A new book by Nina Munk, The Idealist: Jeffrey Sachs and the Quest to End Poverty, documents the failures of Sachs’ efforts to put his ideas into practice. Since 2006, Sachs’ Millennium Villages Project has tested his theories in ten African countries, with funding from George Soros. Journalist Howard French describes the results in one of these villages, in northeastern Kenya:
The original plan was for the people of Dertu to preserve their nomadic lifestyle. But the abundance of donated food and services drew people from far and wide and induced them to settle. What had originally been little more than a watering hole for camels became a sprawling shantytown, its streets clogged with garbage.
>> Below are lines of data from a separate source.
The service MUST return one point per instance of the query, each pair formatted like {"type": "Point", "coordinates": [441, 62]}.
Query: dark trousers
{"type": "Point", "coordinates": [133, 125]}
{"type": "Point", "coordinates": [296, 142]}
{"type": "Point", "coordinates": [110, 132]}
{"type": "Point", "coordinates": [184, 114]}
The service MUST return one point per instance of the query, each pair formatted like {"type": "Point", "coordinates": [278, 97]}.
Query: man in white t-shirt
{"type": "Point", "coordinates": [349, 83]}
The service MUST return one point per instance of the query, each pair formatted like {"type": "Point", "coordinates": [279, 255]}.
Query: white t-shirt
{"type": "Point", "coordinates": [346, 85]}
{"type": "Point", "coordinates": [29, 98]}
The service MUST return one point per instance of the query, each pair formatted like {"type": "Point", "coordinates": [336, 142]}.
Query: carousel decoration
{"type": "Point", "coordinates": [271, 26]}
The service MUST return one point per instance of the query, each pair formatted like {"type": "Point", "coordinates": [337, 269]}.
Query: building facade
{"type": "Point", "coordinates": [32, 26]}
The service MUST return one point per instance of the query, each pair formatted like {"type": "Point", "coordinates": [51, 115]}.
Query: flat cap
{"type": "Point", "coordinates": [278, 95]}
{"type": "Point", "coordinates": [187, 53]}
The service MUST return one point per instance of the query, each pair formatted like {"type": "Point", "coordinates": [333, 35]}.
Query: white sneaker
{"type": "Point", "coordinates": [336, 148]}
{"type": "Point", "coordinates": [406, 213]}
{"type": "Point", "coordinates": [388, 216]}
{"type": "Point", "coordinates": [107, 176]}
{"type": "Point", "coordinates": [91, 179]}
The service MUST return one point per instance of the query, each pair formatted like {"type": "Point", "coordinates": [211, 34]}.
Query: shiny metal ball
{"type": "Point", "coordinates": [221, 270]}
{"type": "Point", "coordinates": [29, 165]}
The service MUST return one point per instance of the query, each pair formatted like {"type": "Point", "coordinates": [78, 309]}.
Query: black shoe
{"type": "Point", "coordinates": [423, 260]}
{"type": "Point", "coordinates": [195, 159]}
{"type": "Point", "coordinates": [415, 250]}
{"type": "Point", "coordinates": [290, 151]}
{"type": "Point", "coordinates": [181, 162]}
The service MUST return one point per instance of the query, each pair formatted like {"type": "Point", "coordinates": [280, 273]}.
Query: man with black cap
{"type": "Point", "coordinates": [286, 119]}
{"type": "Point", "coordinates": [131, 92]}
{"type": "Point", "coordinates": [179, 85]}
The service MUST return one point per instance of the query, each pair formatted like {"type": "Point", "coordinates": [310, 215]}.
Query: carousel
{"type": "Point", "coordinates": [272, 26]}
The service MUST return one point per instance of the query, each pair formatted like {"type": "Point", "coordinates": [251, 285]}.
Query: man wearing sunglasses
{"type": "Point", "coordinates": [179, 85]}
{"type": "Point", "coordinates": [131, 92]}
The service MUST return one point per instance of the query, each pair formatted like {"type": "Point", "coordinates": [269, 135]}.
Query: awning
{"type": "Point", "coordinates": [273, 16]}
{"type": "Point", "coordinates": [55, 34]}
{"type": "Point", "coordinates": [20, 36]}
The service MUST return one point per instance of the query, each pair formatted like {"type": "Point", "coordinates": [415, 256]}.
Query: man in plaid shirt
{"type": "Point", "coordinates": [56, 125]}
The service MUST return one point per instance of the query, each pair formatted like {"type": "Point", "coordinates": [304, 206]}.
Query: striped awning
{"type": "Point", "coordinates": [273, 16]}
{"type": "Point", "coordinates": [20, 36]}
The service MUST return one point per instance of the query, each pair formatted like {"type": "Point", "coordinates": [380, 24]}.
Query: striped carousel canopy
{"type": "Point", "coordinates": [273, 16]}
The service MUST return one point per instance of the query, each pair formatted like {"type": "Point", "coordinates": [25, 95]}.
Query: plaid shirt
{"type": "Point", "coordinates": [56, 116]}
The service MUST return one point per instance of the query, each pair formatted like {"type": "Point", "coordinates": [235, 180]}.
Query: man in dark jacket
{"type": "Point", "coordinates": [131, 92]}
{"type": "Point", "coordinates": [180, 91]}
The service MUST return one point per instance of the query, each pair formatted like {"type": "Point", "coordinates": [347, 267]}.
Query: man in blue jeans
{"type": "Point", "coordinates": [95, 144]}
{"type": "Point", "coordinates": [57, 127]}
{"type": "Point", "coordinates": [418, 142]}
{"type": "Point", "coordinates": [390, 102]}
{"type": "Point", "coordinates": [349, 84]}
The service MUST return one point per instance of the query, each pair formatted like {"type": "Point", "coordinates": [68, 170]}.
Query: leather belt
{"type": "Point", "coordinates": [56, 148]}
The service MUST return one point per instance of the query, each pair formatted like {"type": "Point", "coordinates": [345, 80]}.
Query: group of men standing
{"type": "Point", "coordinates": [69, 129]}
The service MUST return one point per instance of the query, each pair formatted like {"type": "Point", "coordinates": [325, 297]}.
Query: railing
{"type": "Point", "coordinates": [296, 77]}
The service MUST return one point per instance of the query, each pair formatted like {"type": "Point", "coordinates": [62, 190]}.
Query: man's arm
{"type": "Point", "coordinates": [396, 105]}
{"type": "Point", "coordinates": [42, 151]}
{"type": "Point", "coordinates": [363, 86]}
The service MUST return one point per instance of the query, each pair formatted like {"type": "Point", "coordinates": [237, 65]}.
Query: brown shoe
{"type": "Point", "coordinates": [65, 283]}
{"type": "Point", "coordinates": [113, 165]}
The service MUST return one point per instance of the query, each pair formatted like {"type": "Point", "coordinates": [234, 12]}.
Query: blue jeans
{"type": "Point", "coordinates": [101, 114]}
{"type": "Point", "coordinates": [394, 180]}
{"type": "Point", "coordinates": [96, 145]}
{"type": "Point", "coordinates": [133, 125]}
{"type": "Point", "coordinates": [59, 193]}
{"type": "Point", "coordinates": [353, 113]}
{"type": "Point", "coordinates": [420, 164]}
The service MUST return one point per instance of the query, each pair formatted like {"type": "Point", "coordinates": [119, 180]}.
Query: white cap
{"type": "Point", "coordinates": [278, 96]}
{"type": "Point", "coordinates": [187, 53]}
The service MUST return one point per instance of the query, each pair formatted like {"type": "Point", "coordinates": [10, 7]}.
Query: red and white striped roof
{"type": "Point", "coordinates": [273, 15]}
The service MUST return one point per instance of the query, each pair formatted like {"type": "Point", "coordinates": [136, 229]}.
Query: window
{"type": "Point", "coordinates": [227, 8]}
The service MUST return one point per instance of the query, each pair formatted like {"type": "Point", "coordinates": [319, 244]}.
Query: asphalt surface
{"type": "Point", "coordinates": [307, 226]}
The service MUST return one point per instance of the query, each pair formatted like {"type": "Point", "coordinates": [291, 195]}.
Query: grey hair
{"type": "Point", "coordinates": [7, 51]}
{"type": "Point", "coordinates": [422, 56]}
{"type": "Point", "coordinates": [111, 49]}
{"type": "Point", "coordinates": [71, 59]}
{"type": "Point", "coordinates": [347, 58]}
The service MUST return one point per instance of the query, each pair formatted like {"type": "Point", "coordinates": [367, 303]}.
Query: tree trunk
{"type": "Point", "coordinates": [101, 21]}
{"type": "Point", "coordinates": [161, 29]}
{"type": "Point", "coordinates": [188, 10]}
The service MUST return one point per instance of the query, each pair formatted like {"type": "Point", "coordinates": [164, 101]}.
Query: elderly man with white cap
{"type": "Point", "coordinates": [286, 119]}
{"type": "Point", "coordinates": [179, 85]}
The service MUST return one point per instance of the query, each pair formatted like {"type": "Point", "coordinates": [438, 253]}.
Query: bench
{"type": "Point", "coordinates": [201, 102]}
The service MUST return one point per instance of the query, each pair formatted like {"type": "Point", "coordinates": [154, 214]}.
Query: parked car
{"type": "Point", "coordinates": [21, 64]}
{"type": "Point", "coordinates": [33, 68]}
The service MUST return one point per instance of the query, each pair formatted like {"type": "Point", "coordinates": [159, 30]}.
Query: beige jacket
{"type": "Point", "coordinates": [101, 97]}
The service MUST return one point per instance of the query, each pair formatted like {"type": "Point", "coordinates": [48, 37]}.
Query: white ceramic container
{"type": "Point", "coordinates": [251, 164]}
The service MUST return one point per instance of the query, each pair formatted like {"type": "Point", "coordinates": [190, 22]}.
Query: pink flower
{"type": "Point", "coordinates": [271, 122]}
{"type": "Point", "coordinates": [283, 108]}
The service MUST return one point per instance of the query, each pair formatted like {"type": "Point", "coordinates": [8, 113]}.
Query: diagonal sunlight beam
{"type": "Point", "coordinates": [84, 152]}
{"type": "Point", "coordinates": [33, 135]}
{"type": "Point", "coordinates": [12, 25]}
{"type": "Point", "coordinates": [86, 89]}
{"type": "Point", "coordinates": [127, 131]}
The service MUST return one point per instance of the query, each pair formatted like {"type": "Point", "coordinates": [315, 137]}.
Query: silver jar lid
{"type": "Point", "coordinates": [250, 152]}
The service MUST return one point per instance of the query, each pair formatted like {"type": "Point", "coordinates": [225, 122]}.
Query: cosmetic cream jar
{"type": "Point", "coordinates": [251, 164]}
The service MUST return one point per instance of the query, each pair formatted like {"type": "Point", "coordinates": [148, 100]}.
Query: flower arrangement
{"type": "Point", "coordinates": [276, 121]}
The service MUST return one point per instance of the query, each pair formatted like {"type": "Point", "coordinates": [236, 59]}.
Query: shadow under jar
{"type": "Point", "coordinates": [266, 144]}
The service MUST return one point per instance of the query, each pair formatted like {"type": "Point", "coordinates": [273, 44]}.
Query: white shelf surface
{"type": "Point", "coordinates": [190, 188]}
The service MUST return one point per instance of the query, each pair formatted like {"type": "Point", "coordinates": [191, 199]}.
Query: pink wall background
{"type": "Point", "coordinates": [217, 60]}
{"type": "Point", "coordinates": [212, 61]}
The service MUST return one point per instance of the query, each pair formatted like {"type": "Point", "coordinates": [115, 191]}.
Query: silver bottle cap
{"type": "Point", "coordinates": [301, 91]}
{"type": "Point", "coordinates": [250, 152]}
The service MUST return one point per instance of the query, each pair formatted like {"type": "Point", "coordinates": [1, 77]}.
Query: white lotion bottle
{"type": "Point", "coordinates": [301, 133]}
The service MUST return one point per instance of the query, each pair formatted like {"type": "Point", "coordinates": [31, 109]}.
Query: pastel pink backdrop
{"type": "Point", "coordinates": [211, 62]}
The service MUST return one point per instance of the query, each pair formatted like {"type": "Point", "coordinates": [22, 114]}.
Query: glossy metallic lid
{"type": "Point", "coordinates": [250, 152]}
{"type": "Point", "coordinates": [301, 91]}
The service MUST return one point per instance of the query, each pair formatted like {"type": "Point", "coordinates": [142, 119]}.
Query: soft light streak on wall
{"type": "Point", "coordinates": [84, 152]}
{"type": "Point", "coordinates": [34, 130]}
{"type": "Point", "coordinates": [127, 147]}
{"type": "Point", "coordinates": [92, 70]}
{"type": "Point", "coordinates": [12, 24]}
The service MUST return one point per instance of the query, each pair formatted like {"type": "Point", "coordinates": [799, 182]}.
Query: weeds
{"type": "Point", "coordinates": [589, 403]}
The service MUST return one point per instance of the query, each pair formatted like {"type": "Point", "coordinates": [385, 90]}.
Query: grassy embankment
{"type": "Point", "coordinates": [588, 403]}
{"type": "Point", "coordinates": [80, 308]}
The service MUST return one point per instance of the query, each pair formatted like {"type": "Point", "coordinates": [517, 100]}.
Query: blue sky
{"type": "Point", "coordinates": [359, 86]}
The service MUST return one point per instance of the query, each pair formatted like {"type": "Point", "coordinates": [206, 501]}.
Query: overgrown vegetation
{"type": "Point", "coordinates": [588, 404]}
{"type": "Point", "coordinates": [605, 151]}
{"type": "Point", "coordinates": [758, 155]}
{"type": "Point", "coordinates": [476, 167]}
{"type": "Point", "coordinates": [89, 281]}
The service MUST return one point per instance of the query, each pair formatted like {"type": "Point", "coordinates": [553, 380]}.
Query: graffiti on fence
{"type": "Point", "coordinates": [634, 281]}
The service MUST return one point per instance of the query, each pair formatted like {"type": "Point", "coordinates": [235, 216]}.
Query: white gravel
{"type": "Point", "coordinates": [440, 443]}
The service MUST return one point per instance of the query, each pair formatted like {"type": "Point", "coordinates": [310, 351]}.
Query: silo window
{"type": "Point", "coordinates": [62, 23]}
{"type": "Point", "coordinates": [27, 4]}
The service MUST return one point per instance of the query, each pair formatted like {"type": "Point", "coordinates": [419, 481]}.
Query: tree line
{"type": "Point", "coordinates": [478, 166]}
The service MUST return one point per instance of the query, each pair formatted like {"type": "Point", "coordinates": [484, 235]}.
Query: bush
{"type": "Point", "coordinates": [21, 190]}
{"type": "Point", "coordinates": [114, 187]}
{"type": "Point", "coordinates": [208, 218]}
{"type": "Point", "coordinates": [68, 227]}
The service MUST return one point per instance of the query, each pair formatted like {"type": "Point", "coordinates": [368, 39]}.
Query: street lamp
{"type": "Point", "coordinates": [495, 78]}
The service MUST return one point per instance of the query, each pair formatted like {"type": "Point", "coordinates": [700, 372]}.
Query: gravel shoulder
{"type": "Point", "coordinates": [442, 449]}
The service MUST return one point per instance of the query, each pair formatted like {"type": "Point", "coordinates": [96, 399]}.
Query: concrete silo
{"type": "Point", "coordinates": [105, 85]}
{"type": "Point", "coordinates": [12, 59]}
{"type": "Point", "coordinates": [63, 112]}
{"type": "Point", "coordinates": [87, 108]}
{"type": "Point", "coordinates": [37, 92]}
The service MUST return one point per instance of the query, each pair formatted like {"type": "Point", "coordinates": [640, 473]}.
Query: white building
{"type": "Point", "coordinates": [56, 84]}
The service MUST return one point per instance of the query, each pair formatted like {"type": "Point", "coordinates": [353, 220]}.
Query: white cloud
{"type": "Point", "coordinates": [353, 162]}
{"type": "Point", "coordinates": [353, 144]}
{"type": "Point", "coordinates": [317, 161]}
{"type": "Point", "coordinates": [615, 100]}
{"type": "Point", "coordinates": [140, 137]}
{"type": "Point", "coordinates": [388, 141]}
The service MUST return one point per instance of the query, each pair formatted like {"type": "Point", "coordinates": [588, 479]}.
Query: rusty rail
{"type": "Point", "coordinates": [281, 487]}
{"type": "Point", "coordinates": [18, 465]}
The new livestock market failed. The one water pump broke down. People began to fight among themselves for distributed goods. There was drought, followed by flooding. There were epidemics. There was theft, malingering, misreporting, and more.
What strikes me most about this is the similarity to the situation in France in 1954. The lingering ravages of World War II were compounded by one of the coldest winters on record, putting the homeless and the ill-housed at great risk. A well-known priest, Abbé Pierre, made a radio appeal for 5000 blankets, and hundreds of tents and stoves. The massive donations he received made it possible for him to found Emmaüs, a non-profit group that aids the homeless. However—like Jeffrey Sachs—Abbé Pierre had directed his appeal to donors without anticipating its effect of his words on people living in extreme poverty. All across the country, individuals and families whose lives were so hard that they had nothing to lose acted on his appeal by moving to the outskirts of Paris where Emmaüs was founded. Suddenly the region was flooded with far more homeless people than before. All around the capital, shantytowns sprang up where thousands of families were crowded into wartime Quonset huts made of sheet metal with no insulation. A single outdoor water pump often had to serve as many as 60 families. The streets were a sea of mud.
Sachs once said, “We need to defend the interests of those whom we’ve never met and never will.” But never meeting the people being “defended” by others is the source of the problem. In 1950s France, Joseph Wresinski lived in one of the new shantytowns, and it was together with the other residents that he founded All Together in Dignity/ATD Fourth World. Over the years, the intelligence of these and other people living in extreme poverty has continually shaped ATD Fourth World’s approach to fighting poverty.
But what will happen now to the enthusiasm for ending poverty fired by Sachs? In the 1960s, the US “War on Poverty” inspired thousands of talented and energetic young people to get involved in low-income inner cities and remote rural communities—but their enthusiasm flagged when it turned out that there was no quick fix, and when the government turned instead to the war in Vietnam. Today, will people and governments disappointed by Sachs’ Millennium Villages resign themselves to thinking that “the poor will always be with us”? How can this become an opportunity for all of us to learn something about how valuable it is for people living in poverty to be part of every stage of planning and evaluating our efforts to put an end to poverty?